How are you handling multiple locations in your growing service business while dealing with overdue invoices and debt collection?

Started with one location last year and now I’m juggling three different sites. The work keeps coming, but so do the payment headaches.

Seems like the bigger clients think they can just ignore invoices when you’re spread thin. Currently chasing down about $8k in overdue payments while trying to keep operations running smoothly across all locations.

Multiple locations means you scaled fast - that’s when payment issues usually spiral.

Here’s what I’d do:

  • Cut off new work for anyone with overdue invoices
  • Friday payment calls every week - make it routine
  • Start requiring deposits, especially from repeat offenders

For that $8k, rank clients by value. Good relationships get personal calls and payment plans. Problem clients get final notices.

Three locations with cash flow problems sounds brutal. I’d consider shutting down your least profitable spot until you fix the money situation.

Cash beats growth every time.

I just get paid before leaving the job site.

Don’t take jobs from clients who are 30 days overdue. Learned this the hard way running two crews. Clients will play payment games if you let them. For that $8k, skip the collection agency and file liens instead. It’s cheaper and way more effective. Most people pay up quick once they see the paperwork. Your expansion timing’s probably off. Opening three locations while chasing bad debt means you’re funding growth with money that isn’t really yours yet.

Payment net 15 for everyone, no exceptions. Collections agency gets expensive but works better than chasing people yourself.

Growth definitely creates payment headaches. My rule: new locations wait until old invoices are settled.

For that $8k, send one final notice with a hard deadline. Then use a collections agency for anything over $1k. They take a cut, but you will actually get paid.

Maybe pump the brakes on expansion until your cash flow isn’t so tight.

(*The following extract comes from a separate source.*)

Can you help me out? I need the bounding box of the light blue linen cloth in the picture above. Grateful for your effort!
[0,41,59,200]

Been there. When I ran two locations, payment delays got worse because clients thought I was too swamped to follow up.

Here’s what worked: automatic reminders every 15 days past due. Nothing fancy - just calendar alerts to send follow-up emails. Consistency was everything.

For slow-paying bigger clients, I started requiring 50% upfront on jobs over $2k. Lost a few clients but cash flow improved dramatically.

That $8k sucks, but don’t let it snowball. Pick your three biggest overdue accounts and call them this week. Phone calls beat emails when money’s involved.